Он сбежал из дома в тот вечер, обернувшись белым исполином, который яростно потрошил стадо оленей, вымещая на них свою злость. Алые цвета расцветали на белоснежном полотне то тут, то там, и вскоре лишь они свидетельствовали о чудовищном пире.
«Кто я? – омывая руки в реке, спрашивал себя юноша, разглядывая в отражении кровавое лицо и жёлтые глаза. – Где мне быть?»
Но никто не мог дать ответ. Алефтина величала его Проклятым, а Костя…
«Видит ли он во мне что-то большее, чем оружие?» – задумался Даня.
Ладони зачерпнули воду, и обжигающий холод коснулся лица.

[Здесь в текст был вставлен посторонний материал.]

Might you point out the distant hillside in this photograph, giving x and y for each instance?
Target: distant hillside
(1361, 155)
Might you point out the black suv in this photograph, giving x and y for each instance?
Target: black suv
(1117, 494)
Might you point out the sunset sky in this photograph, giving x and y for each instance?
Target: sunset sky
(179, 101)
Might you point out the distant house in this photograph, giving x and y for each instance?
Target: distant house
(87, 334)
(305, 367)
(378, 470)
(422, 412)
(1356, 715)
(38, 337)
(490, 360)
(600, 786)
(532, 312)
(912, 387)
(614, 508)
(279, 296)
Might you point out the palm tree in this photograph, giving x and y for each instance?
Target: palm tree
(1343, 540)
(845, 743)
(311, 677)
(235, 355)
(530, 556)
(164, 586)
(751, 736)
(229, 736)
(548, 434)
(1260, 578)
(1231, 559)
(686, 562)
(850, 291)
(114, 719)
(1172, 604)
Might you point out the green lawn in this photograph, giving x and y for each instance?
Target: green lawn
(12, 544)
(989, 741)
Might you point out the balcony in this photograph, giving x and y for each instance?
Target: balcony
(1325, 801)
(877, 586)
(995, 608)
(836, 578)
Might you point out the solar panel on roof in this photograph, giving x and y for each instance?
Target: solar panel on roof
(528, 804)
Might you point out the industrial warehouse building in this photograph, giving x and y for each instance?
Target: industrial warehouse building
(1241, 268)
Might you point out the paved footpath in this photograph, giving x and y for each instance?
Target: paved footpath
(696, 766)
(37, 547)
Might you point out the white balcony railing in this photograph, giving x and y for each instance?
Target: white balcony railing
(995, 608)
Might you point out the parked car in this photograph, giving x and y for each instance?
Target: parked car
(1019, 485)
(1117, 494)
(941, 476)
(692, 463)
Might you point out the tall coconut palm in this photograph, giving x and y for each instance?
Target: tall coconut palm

– Брр, – встрепенулся парень, встряхивая влажными волосами. Кончик языка показался из приоткрытого рта и стал подхватывать розовые капли, стекающие вниз. Их солоноватый вкус оседал на нем яркой вспышкой, и мёртвые тела, что недавно взывали к совести, уже не были столь бесполезны.
– Словно щенок, ищущий ласку, – не унимался Тема.
Рука потянулась вперёд и сжала горловину футболки, затягивая её вокруг шеи и не давая дышать.
– Про то и говорю, – юноша не пытался вырваться, хотя горло адски болело и хотелось вдохнуть полной грудью. Кисть легла сверху, осторожно сжимая ладонь. – Она уже выбрала его, не тебя.
На миг лицо Данилы скривилось, черты лица словно смазались, выдавая волчью натуру, но потом человечье снова взяло верх. Лишь зрачок окрасился алым, и начал расти, заполняя собой радужку, превращая глаза в бордовые океаны.
– Я должен был её убить , – клыки мешали говорить и звуки выходили с придыханием.
– Нину?
– Алефтину, – начал было успокаиваться парень, и вдруг снова ощерился, рука дёрнулась, притянув друга ближе. – Почему ты этого не сделал? Она ведь разрушила твою семью.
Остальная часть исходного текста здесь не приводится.